President-elect Joe Biden, President Trump, National Institute of Allergy and Infectious Diseases Director Anthony Fauci and others are all on the shortlist to be named Time magazine’s Person of the Year.
The distinction, which points to “an individual but sometimes multiple people who greatly impacted the country and world during the calendar year,” has been named since 1927, according to the magazine.
Biden, Trump and Fauci are all in the running this year, as are “front-line health care workers” serving amid the ongoing coronavirus pandemic and the “movement for racial justice” that erupted in the wake of the police killing of George Floyd earlier this year.
Time magazine Editor-in-Chief Edward Felsenthal told the “Today” show on Thursday that 2020 was “the hardest year” that he has been involved in choosing the distinction.
“So many massive stories all over the world, racial justice, the pandemic, presidential elections, wildfires, a really, really challenging year to make this call,” Felsenthal said.
Felsenthal noted Biden’s “historic win” in the race for the White House against Trump, in which he won “more popular votes than any president in history,” as well as Biden’s “very different message than we’ve seen the last four years emphasizing empathy and unity.”

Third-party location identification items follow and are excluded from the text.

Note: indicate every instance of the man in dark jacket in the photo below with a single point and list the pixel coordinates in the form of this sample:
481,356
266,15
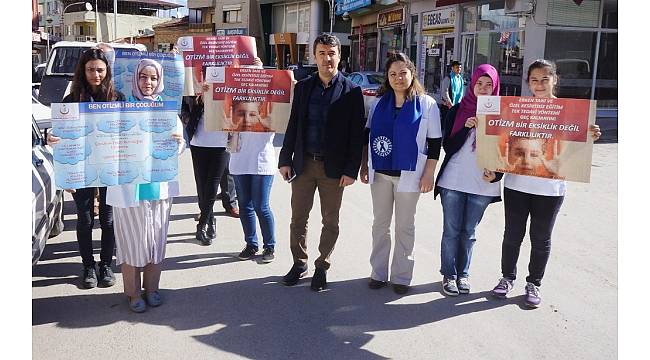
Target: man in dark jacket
322,149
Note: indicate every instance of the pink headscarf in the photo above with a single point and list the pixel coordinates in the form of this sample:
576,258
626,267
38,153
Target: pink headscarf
467,107
159,88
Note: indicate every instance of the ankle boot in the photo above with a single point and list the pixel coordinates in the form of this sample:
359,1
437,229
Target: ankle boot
201,235
211,231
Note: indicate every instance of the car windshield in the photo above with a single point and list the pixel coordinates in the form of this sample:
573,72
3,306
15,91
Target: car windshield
375,79
65,59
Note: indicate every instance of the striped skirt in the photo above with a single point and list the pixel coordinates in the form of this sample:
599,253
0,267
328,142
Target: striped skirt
141,232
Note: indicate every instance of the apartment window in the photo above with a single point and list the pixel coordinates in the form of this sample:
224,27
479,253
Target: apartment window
194,16
232,16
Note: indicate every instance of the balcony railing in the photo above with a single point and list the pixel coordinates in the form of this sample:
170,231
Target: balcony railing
202,27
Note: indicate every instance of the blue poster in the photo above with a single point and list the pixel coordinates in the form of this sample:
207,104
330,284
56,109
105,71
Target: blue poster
172,73
114,143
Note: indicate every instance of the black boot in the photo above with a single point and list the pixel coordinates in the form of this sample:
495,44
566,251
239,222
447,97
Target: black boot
201,235
211,231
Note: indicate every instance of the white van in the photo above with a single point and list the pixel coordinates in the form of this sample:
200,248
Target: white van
61,65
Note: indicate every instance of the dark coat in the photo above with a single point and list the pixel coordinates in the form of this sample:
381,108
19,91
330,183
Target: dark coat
343,140
452,145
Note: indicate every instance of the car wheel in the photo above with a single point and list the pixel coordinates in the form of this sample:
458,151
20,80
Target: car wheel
57,227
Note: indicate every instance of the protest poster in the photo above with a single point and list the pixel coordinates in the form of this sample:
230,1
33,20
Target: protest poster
127,61
248,99
542,137
200,52
114,143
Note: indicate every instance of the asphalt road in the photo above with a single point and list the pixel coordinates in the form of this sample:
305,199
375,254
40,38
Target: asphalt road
218,307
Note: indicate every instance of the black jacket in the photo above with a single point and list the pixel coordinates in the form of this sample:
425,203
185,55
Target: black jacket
343,140
451,145
190,115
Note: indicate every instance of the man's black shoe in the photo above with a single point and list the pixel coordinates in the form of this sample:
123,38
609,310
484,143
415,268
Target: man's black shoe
376,284
400,289
106,276
90,277
201,234
247,253
319,280
297,271
211,231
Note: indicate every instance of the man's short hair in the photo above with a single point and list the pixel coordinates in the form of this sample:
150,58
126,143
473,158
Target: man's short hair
327,40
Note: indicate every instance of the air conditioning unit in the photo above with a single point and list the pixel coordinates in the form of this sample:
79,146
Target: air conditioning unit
518,6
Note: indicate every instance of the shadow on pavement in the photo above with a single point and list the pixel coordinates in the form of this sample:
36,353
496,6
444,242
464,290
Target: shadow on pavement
262,319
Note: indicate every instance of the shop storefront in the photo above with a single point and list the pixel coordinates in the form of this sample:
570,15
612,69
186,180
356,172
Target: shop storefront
392,33
438,47
580,36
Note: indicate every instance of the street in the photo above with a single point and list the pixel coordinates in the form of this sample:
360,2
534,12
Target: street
218,307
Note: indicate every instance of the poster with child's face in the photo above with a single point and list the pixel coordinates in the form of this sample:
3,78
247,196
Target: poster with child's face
248,99
201,52
541,137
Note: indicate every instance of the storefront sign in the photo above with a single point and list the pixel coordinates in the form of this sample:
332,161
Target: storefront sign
350,5
439,19
433,52
390,18
232,32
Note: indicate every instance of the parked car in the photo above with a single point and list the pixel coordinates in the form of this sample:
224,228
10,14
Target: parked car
61,65
47,201
370,82
302,71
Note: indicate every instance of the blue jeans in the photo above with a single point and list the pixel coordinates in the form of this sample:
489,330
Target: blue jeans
461,212
253,193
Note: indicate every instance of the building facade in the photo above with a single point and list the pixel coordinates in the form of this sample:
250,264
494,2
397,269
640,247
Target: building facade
581,36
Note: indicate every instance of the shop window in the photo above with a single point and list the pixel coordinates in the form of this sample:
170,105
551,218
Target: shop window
607,73
291,18
573,53
491,16
569,13
232,16
504,50
278,19
470,14
194,16
610,14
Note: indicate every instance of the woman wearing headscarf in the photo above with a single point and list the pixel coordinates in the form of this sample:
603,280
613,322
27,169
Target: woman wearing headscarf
142,211
465,189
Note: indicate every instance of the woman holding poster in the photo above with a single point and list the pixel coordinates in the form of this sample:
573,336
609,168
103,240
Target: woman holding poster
142,211
252,165
465,189
93,82
399,159
524,195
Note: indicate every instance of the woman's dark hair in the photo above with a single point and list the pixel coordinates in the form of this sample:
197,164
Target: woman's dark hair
414,89
80,89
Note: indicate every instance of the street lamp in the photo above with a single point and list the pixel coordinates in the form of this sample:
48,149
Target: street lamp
88,8
48,21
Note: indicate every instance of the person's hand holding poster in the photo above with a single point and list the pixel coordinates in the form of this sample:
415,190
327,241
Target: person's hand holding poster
200,52
248,99
542,137
114,143
171,84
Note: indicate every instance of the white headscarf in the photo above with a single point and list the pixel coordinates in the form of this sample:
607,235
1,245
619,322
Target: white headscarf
159,88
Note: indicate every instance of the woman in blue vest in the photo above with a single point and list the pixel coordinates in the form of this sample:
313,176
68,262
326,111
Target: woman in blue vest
403,132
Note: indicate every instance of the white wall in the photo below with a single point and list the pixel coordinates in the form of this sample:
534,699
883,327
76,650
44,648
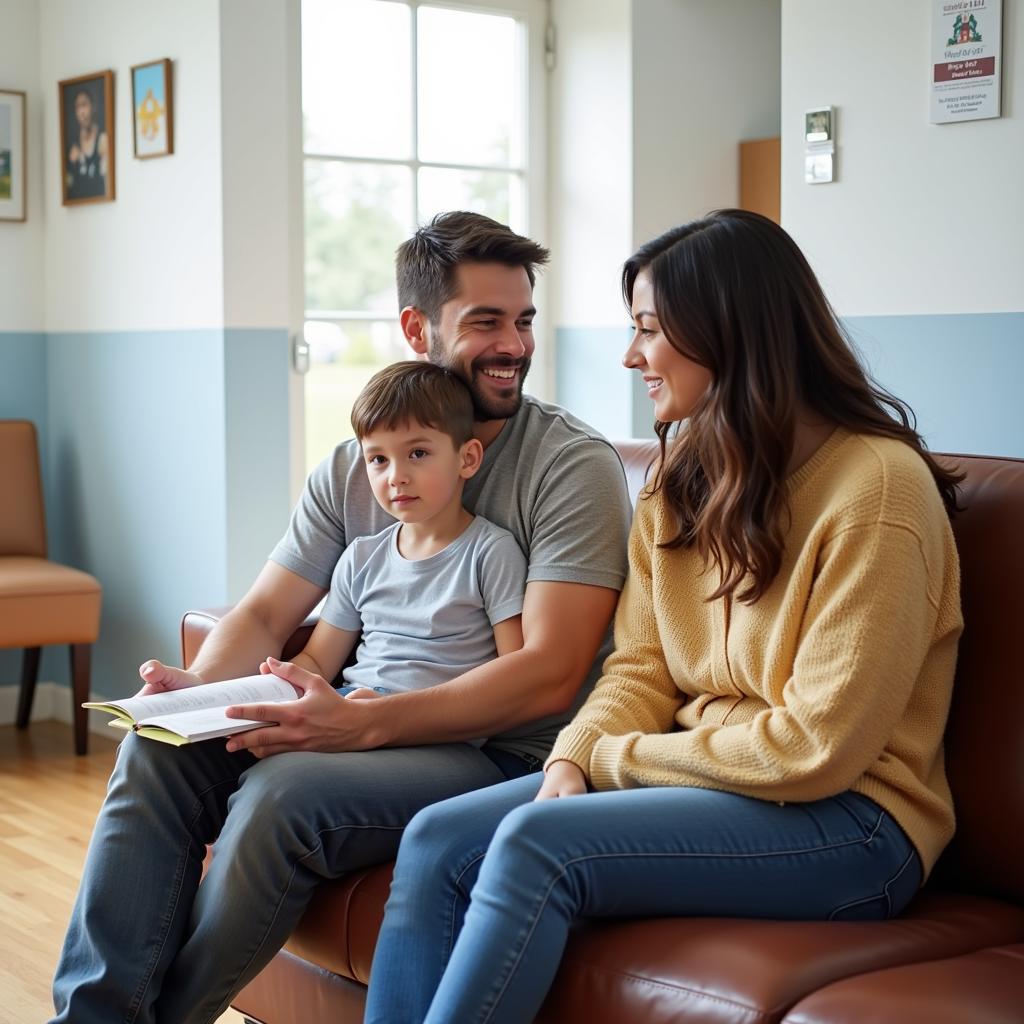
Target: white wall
706,77
649,102
590,161
923,218
152,259
22,243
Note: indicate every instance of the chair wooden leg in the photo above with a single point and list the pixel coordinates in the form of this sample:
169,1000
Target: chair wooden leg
80,660
30,673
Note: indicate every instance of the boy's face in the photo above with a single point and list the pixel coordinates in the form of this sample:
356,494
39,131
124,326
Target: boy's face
416,471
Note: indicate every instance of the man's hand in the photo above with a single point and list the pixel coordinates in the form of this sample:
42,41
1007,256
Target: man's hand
563,778
158,678
320,720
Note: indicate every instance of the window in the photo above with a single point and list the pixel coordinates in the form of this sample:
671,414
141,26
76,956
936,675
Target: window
409,109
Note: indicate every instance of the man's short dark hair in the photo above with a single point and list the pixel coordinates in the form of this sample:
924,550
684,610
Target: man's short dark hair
415,392
425,265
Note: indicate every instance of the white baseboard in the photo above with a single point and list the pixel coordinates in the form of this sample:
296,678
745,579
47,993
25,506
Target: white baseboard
53,701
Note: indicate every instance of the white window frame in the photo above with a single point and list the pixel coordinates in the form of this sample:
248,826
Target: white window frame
532,15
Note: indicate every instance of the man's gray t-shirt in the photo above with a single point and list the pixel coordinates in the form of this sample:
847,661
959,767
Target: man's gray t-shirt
427,621
554,483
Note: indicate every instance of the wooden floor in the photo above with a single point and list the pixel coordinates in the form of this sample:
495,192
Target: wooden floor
48,802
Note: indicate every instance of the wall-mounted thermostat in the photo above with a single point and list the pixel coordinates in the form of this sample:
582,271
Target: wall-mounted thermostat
819,139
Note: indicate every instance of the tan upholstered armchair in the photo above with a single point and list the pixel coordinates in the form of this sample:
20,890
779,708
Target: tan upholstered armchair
41,602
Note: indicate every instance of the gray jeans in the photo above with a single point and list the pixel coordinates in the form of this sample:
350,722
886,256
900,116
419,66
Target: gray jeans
147,942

The editor said Trump, who was named the 2016 Person of the Year, is “still very much in control of the Republican Party” and noted that he’s “changed so many norms throughout his term.”

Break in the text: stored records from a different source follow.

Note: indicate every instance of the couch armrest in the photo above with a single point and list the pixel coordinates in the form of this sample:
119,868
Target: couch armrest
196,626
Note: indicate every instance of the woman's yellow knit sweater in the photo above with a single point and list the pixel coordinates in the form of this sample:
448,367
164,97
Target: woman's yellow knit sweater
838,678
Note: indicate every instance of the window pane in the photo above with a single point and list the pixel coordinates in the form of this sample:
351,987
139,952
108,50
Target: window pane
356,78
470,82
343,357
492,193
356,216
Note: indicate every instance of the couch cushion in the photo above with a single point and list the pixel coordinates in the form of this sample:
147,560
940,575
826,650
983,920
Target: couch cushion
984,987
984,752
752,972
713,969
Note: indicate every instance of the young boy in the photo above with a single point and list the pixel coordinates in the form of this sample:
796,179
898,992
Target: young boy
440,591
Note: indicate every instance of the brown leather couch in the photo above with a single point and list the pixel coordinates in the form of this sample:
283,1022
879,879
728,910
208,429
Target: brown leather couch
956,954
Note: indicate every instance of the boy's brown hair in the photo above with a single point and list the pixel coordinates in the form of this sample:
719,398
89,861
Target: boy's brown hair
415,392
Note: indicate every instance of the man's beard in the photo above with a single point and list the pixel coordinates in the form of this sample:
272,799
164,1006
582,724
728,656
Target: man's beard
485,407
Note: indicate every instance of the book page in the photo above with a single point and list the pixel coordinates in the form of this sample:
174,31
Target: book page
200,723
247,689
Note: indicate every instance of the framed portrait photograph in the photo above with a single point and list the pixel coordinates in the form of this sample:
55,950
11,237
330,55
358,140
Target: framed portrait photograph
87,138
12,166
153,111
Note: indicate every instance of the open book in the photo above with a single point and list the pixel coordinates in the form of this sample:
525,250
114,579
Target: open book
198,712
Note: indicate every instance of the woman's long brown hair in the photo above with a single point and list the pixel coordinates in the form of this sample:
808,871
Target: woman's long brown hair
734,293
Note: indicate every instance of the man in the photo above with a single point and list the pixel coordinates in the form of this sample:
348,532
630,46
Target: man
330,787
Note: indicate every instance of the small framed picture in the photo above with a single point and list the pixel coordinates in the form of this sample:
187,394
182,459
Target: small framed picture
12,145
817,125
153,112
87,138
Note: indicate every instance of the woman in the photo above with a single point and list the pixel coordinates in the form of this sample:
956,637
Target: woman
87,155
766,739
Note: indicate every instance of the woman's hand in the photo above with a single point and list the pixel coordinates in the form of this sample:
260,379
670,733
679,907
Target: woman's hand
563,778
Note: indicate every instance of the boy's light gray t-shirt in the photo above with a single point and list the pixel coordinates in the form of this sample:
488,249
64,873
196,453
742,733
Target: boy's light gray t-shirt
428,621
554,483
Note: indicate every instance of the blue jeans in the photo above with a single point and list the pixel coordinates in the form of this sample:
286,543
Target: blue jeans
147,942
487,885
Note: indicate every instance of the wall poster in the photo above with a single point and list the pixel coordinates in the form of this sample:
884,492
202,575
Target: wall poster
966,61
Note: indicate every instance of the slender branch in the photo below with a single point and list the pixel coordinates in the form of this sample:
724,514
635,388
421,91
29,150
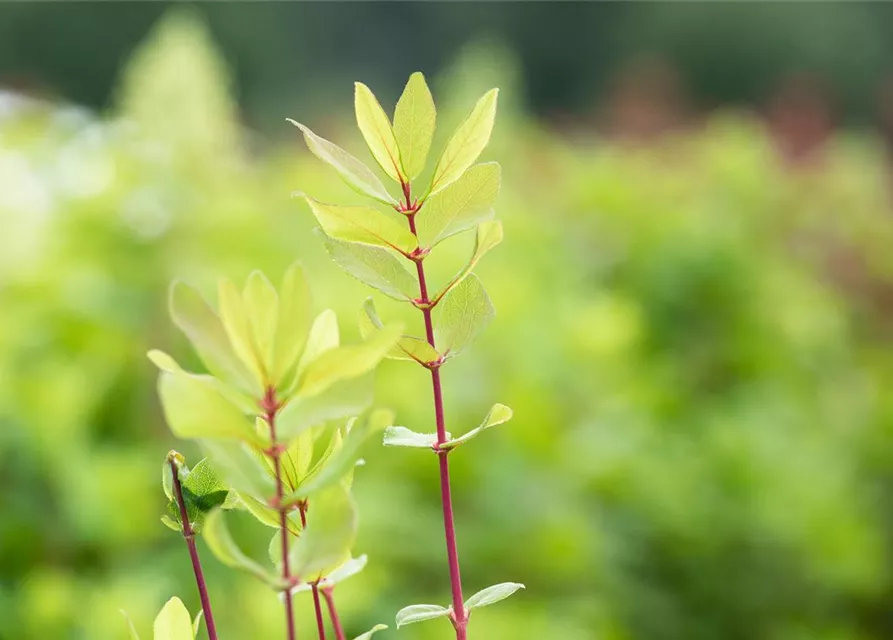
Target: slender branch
459,616
189,535
271,407
320,624
329,594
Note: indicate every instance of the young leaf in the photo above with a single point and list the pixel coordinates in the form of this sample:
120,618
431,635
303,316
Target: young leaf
195,409
353,172
403,437
414,121
464,312
376,129
174,622
493,594
419,613
407,348
466,143
344,363
498,414
362,224
461,206
223,546
330,533
371,632
203,328
262,309
293,323
376,267
489,235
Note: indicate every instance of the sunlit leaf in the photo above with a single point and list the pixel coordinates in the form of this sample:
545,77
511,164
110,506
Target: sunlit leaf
461,206
376,129
174,622
362,224
374,266
488,236
466,143
421,612
352,171
498,414
414,122
493,594
462,314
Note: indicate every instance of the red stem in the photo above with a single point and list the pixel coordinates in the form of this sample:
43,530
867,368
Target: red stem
189,535
271,406
329,593
459,618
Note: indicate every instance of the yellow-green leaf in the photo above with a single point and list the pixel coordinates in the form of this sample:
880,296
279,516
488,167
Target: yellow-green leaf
466,143
362,224
377,130
463,205
356,174
414,122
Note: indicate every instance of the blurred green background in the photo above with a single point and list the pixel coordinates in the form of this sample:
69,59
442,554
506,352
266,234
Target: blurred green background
693,308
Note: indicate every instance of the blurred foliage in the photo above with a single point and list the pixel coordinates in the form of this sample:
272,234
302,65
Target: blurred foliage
694,337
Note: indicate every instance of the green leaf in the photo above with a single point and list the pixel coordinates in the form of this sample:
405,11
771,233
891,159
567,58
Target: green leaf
403,437
330,533
421,612
195,409
223,546
174,622
362,224
493,594
414,122
461,206
344,363
374,266
202,326
407,348
464,312
262,308
466,143
498,414
342,461
488,236
294,322
376,129
238,328
371,632
352,171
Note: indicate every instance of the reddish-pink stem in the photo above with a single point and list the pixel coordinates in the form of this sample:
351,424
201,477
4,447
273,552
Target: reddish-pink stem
189,535
329,593
459,618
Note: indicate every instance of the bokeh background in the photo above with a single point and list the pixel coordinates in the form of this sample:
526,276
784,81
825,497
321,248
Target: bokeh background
694,307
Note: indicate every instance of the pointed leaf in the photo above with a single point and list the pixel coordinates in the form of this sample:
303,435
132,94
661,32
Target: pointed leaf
461,206
202,326
462,314
362,224
420,612
489,235
194,409
174,622
376,267
414,122
498,414
377,130
466,143
493,594
407,348
352,171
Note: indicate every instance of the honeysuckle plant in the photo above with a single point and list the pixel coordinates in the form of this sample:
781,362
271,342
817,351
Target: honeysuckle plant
385,244
281,414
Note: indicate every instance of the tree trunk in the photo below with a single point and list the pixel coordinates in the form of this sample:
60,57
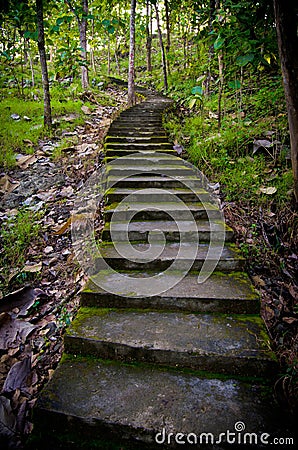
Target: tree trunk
83,42
163,55
82,24
149,36
221,86
286,27
211,47
131,67
168,45
43,63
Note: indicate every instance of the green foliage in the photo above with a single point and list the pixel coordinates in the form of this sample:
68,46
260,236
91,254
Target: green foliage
16,236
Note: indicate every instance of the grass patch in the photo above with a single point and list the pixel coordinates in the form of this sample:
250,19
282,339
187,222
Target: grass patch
16,236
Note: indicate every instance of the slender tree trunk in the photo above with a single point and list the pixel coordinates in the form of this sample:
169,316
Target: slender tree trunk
43,63
149,36
211,48
109,54
31,64
82,24
131,68
221,85
168,26
83,42
162,49
286,27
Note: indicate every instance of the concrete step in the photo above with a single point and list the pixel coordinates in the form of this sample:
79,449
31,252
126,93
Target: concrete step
110,151
155,195
89,401
138,139
135,134
172,230
162,182
125,257
127,211
122,171
235,345
220,293
139,146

He added that the protests calling for racial justice and widespread policing reforms were “by some measures the largest mass protest in U.S. history,” and called the coronavirus pandemic a “once-in-a-century story.”
Essential workers, including nurses, doctors, delivery people, grocery store employees and others, won Time Magazine’s 2020 Person of the Year reader poll.
17-year-old climate activist Greta Thunberg was named Time’s Person of the Year in 2019. The 2020 Person of the Year will be announced during an NBC broadcast special at 10 p.m. ET.